Court strikes COPA, again
By Jen Colletta
PGN Staff Writer

© 2008 Philadelphia Gay News

The Third Circuit Court of Appeals again ruled that the Child Online Protection Act is unconstitutional.

The law seeks to force all Web sites that contain material that could be considered “harmful to minors” to verify that visitors to their sites are over 18 by requesting credit-card information or through other means. The legislation would delineate which content would be restricted based on “contemporary community standards.”

Those who violated the crime could be fined up to $50,000 and/or imprisoned up to six months.

The July 22 ruling marks the third time the appeals court has ruled against COPA.

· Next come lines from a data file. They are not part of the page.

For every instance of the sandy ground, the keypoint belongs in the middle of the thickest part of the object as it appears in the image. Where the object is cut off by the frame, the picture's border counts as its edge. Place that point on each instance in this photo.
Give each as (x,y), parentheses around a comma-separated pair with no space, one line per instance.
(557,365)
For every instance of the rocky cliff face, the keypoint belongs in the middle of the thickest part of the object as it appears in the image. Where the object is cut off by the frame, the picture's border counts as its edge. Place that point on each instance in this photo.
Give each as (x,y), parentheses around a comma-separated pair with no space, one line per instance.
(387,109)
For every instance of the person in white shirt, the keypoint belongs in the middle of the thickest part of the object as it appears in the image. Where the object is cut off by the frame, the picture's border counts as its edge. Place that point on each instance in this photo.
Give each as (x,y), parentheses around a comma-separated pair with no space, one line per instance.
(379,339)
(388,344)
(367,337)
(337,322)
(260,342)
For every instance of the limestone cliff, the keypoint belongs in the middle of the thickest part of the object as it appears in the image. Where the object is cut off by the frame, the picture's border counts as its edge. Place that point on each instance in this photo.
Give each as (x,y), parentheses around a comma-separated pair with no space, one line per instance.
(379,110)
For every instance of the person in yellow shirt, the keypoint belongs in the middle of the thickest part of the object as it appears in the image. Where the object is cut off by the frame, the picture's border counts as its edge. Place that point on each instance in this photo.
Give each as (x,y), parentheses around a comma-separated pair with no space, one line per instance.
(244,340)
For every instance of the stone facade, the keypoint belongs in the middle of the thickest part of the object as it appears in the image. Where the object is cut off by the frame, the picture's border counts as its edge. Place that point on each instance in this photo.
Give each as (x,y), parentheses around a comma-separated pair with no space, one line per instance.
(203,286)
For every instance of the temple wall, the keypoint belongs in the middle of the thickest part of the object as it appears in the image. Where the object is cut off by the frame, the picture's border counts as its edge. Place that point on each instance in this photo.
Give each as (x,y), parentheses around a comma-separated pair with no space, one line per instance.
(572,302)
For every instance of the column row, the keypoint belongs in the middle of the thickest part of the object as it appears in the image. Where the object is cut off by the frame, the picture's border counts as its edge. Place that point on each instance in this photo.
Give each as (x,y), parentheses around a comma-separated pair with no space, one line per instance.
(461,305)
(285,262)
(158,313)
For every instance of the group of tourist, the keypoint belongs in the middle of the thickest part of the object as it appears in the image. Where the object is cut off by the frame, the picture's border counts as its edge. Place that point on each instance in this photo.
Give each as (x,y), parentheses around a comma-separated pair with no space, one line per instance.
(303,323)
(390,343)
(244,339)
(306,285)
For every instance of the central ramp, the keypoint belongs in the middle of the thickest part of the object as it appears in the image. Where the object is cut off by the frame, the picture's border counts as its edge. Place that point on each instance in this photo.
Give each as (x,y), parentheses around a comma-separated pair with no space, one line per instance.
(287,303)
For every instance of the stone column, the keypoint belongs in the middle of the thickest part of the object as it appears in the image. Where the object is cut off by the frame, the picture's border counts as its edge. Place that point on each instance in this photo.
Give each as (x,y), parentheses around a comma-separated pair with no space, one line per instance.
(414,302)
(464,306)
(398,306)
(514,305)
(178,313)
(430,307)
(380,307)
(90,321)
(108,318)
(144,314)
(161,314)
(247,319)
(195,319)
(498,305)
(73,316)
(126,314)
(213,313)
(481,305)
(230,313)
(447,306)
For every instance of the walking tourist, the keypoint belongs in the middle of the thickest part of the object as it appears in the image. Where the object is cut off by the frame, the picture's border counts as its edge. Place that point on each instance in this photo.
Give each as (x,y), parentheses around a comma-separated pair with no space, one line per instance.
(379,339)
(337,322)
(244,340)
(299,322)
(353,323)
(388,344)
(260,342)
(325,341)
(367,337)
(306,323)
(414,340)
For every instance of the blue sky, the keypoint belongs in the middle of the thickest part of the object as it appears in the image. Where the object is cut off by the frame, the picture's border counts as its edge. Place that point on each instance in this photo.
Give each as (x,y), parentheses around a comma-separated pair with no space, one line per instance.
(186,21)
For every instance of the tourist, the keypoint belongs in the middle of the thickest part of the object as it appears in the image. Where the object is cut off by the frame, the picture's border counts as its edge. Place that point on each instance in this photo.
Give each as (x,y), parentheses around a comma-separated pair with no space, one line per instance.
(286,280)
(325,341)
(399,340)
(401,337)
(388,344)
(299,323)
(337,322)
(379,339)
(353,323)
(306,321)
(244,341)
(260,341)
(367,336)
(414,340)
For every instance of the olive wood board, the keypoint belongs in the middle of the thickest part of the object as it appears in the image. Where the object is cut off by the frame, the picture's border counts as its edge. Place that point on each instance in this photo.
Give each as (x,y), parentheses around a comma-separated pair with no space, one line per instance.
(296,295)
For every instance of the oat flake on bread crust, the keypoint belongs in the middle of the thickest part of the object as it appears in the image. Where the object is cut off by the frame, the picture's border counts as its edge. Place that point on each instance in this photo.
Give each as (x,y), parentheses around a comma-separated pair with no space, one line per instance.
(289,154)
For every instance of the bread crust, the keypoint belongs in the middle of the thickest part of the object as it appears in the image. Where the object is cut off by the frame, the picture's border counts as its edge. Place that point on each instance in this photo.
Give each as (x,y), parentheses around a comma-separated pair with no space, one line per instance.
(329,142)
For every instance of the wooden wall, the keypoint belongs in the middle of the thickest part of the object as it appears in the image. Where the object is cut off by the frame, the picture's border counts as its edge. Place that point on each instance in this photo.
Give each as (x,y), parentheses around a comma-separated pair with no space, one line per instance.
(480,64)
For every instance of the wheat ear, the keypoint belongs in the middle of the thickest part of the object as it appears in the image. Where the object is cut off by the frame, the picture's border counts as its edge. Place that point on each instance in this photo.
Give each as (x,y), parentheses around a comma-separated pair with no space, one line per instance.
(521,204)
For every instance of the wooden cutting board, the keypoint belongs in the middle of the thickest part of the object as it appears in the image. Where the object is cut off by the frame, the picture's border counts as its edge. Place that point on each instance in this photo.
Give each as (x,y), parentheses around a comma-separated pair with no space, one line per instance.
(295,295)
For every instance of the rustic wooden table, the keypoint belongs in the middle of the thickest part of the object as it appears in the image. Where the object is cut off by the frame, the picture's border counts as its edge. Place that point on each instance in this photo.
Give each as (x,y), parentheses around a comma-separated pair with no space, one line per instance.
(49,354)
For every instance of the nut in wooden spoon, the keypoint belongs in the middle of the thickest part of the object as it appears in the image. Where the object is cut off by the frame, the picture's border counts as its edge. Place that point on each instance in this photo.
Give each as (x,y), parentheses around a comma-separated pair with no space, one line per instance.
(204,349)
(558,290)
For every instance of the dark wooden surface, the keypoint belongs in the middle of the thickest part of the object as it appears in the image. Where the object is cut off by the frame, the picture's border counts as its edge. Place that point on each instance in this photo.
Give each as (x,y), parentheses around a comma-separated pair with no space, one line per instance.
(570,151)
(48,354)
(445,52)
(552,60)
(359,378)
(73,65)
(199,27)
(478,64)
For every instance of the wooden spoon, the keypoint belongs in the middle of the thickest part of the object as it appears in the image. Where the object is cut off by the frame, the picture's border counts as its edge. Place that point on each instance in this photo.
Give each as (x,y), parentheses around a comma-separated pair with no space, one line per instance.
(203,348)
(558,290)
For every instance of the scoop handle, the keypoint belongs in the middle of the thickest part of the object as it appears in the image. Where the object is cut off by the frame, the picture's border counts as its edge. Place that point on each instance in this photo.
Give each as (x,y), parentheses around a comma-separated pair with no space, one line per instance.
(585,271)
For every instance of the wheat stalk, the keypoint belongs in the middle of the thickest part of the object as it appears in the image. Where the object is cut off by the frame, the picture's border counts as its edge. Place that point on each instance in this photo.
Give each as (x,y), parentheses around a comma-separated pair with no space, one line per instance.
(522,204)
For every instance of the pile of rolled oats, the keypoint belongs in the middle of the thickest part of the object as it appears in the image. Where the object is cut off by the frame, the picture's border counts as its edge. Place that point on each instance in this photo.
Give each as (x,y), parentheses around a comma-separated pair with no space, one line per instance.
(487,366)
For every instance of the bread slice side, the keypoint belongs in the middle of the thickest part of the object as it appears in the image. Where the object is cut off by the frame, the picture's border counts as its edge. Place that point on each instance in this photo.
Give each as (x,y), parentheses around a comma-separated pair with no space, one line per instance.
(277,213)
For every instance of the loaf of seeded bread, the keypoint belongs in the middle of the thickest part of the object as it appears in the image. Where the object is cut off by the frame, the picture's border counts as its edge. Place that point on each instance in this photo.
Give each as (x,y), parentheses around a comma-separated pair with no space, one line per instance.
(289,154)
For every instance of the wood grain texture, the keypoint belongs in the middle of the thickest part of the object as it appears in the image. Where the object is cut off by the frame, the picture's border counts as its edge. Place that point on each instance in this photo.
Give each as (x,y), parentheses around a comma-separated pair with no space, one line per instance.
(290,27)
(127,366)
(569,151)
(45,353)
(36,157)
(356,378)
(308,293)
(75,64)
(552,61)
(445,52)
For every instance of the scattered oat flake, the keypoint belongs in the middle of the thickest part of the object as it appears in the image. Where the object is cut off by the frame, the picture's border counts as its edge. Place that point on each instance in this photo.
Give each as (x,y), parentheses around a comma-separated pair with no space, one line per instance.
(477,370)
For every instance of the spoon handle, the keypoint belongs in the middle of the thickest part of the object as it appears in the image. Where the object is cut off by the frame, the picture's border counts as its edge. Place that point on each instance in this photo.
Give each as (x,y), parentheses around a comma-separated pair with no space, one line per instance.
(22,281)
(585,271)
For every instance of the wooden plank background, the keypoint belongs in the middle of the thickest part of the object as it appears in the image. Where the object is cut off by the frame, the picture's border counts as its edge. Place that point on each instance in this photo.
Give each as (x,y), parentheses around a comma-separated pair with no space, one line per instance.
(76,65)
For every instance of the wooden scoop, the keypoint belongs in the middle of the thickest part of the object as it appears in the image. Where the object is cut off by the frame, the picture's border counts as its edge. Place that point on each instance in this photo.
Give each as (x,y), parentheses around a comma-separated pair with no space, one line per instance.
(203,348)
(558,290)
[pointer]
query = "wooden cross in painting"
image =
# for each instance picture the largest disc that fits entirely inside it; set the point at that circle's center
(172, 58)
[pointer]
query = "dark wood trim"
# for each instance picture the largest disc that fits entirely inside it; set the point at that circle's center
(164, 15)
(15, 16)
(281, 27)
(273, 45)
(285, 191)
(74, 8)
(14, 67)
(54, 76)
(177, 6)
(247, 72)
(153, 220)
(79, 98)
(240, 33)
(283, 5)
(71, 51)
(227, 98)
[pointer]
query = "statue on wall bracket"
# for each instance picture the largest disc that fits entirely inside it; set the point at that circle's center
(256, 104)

Congress passed COPA in October 1998, and President Clinton signed it into law shortly thereafter.

But a group of plaintiffs, including PGN, filed suit, challenging the constitutionality of the law. Several of the plaintiffs argued that restricting access to information on their Web sites could prevent Internet users — both youth and adults — from obtaining vital sexual-health information and advice and resources on LGBT issues, as some individuals could argue that these sites pose a threat to minors.

The District Court for the Eastern District of Pennsylvania issued an injunction in 1998 banning the federal government from enforcing the legislation. The Department of Justice appealed this decision, but the Third Circuit Court of Appeals rejected that appeal the following year, ruling that the legislation’s stipulations were too vague.

The case went before the Supreme Court in 2002, which found that COPA was potentially unconstitutional if there were other technological means of protecting children from viewing objectionable material.

The Third Circuit again considered the case in 2003 and ruled that COPA was unconstitutional and violated citizens’ right to free speech.

DOJ attorneys again brought the case before the Supreme Court in 2004, which remanded the case to District Court for a trial. In March 2007, U.S. District Court Judge Lowell Reed found that COPA violated the First and Fifth Amendments.

The DOJ again appealed this decision, which led to this week’s ruling.

The most recent case was heard before Judges Thomas Ambro, Michael Chagares and Morton Greenberg.

In writing the court’s opinion, Greenberg said that COPA could not withstand tests of vagueness or overbreadth and failed to meet an analysis of strict scrutiny, which dictates that a law “must serve a compelling governmental interest, be narrowly tailored to achieve that interest and be the least restrictive means of advancing that interest.”

Although Greenberg acknowledged that COPA does seek to serve the governmental interest of protecting minors from sexually explicit material on the Internet, he noted that there are other, less restrictive means of achieving this goal.

Aden Fine, senior staff attorney with the American Civil Liberties Union’s First Amendment Working Group, which has represented the plaintiffs since the beginning of the litigation, said Internet protection should come at a less-expensive price than the public’s right to view important information and the providers’ right to distribute that material.

“There are more effective, less intrusive tools available to limit what minors can access on the Internet,” Fine said. “Our clients provide valuable and necessary health and news information. Preventing adults from accessing this information under the guise of protecting children is not permissible.”

The DOJ can now either petition the Third Circuit Court of Appeals to have the case heard before the entire court or can file a petition for a writ of certiorari for the Supreme Court to again hear the ruling.